You walk out of a VA facility, and see a booth with people offering free phones and cell service for veterans, all thanks to a government program. It sounds compelling, right?
“Free” might end up costing you a lot of money. The FTC has heard about booths like these — and what happens next. Months later, veterans who signed up for the program get notices saying they need to provide personal information and documents to prove they meet the income requirements — something the people pitching the program never mentioned. Many veterans find that their incomes are too high to qualify for the program, and face losing service or paying for something they thought would be free.
Here are the facts: there is a government program — called Lifeline — that offers free or discounted phone service. It’s supported by the Universal Service Fund — a fund all telephone companies and other telecommunications providers pay into (a cost you might see passed on to you in the form of a “Universal Service” line charge on your phone bill). But the program is based on income, not whether you’re a veteran. If you don’t meet the income requirements, you don’t qualify.

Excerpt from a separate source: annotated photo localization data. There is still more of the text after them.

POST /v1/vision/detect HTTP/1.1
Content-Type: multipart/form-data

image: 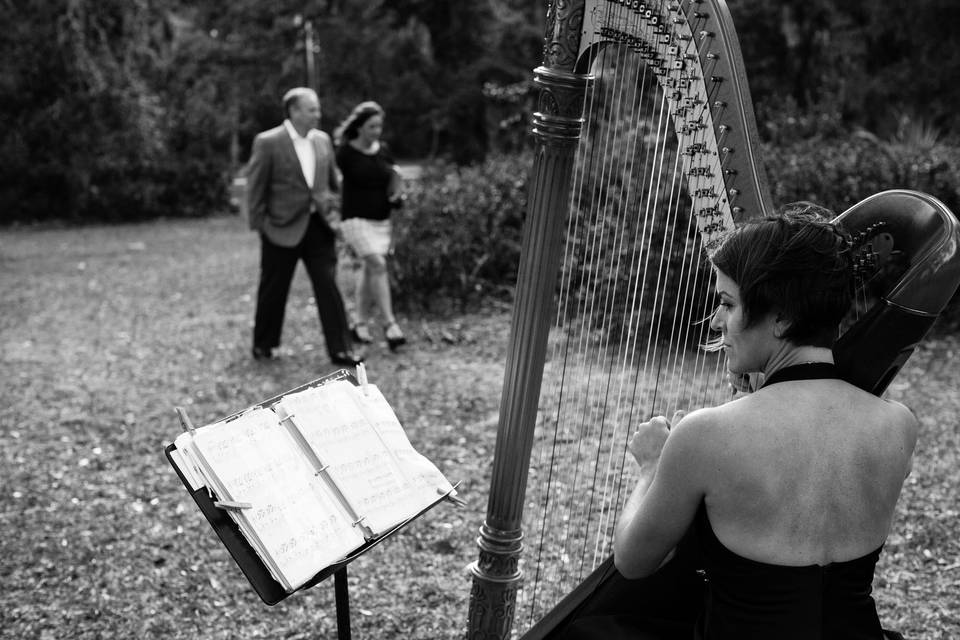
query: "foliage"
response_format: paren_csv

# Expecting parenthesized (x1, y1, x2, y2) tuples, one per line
(4, 0, 960, 228)
(732, 0, 960, 137)
(760, 114, 960, 326)
(390, 153, 530, 312)
(0, 0, 227, 222)
(1, 0, 541, 224)
(761, 119, 960, 216)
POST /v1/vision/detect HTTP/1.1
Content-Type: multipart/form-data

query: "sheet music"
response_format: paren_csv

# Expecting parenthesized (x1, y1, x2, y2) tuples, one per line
(350, 384, 455, 500)
(168, 446, 205, 491)
(278, 381, 451, 534)
(179, 408, 365, 591)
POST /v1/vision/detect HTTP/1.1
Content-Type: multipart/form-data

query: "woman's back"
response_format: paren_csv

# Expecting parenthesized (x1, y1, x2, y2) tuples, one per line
(690, 364, 918, 639)
(702, 371, 916, 566)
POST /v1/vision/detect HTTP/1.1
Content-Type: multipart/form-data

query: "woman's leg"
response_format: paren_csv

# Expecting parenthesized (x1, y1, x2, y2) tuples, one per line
(363, 253, 395, 326)
(354, 255, 372, 326)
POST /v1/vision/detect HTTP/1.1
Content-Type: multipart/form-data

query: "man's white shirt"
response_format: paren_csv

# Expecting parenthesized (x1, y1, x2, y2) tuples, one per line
(283, 119, 316, 188)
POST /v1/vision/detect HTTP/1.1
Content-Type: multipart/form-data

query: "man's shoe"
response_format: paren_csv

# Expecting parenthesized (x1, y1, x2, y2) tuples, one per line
(331, 351, 364, 367)
(252, 346, 275, 361)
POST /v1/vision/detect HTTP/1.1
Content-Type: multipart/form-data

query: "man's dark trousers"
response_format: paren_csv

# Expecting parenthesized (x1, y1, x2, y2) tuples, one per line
(253, 215, 350, 358)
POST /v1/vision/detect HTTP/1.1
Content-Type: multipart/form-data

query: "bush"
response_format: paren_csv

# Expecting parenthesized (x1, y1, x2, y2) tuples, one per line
(762, 134, 960, 216)
(762, 131, 960, 332)
(389, 146, 714, 346)
(389, 129, 960, 335)
(390, 153, 530, 313)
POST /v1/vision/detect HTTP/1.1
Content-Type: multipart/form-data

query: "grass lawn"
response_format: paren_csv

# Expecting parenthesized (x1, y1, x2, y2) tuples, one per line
(1, 216, 958, 639)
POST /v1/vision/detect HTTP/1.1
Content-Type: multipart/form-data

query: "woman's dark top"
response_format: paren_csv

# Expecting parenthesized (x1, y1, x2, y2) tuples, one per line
(336, 143, 395, 221)
(694, 362, 885, 640)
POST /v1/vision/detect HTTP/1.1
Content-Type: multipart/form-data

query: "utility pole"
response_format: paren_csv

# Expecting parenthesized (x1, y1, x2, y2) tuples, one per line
(304, 19, 316, 90)
(292, 14, 317, 90)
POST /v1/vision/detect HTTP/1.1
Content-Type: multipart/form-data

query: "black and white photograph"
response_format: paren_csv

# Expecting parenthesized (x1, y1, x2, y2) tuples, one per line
(2, 1, 958, 638)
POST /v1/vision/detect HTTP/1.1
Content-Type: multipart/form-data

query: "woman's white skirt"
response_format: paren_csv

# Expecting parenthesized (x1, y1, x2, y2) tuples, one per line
(341, 217, 392, 257)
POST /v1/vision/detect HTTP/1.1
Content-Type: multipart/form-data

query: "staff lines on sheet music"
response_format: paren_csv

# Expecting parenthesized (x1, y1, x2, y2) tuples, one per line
(347, 389, 417, 489)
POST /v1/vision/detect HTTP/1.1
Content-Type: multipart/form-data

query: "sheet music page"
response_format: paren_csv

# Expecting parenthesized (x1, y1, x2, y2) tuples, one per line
(167, 444, 205, 492)
(349, 383, 455, 501)
(278, 381, 448, 534)
(186, 408, 366, 591)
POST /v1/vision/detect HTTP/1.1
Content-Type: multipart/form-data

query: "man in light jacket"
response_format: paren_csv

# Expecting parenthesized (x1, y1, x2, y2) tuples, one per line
(246, 87, 361, 366)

To learn more about the Lifeline program, check out the FCC’s Lifeline: Affordable Telephone Service for Income-Eligible Subscribers.
Think you might be eligible for the program? Go to lifelinesupport.org and use the pre-screening tool from the Universal Service Administrative Company (USAC) to see if you might qualify for a free phone. The site also lets you search for Lifeline providers in your state.
Even if you don’t qualify, try checking with your phone service provider to see if they offer any discounts for veterans.